The primary analysis, conducted at a median follow-up of 35 months, showed a median progression-free survival (PFS) with anastrozole alone of 13.5 months, compared with 15.0 months for anastrozole/fulvestrant (HR for progression or death 0.80; P = .007). Respective median overall survival was 41.3 months and 47.7 months (HR for death 0.81; P = .05).

The current, final analysis, conducted at a median follow-up of 7 years in patients who did not have disease progression, showed 261 deaths among 345 women (76%) in the anastrozole-only group, compared with 247 deaths among 349 women (71%) in the combination group (HR for death 0.82; P = .03).

Overall survival was longer for those women who had not previously received tamoxifen who were treated with the combination, at a median of 52.2 months versus 40.3 months for women not previously treated with tamoxifen who received anastrozole alone (hazard ratio, 0.73; 95% confidence interval, 0.58-0.92). In contrast, there was no significant difference in OS between the two treatment groups in women who had previously received tamoxifen.
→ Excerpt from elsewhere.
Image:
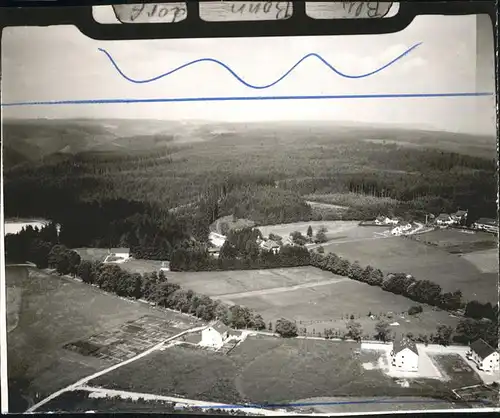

Approximately 45% of patients initially randomized to anastrozole alone were crossed over to fulvestrant.

The incidence of long-term toxic effects and treatment-related deaths was similar between the groups. Previously reported treatment-related deaths with the combination included pulmonary emboli in two patients and a cerebrovascular ischemic event in one patients.

At the time of data cutoff for the final report, 15% of patients in the combination-therapy group and 13% in the anastrozole-only group had experienced grade 3 toxicities.

The study was supported by National Cancer Institute grants and by AstraZeneca. Dr. Mehta reported institutional and personal grants from AstraZeneca and others. Multiple coauthors reported similar relationships.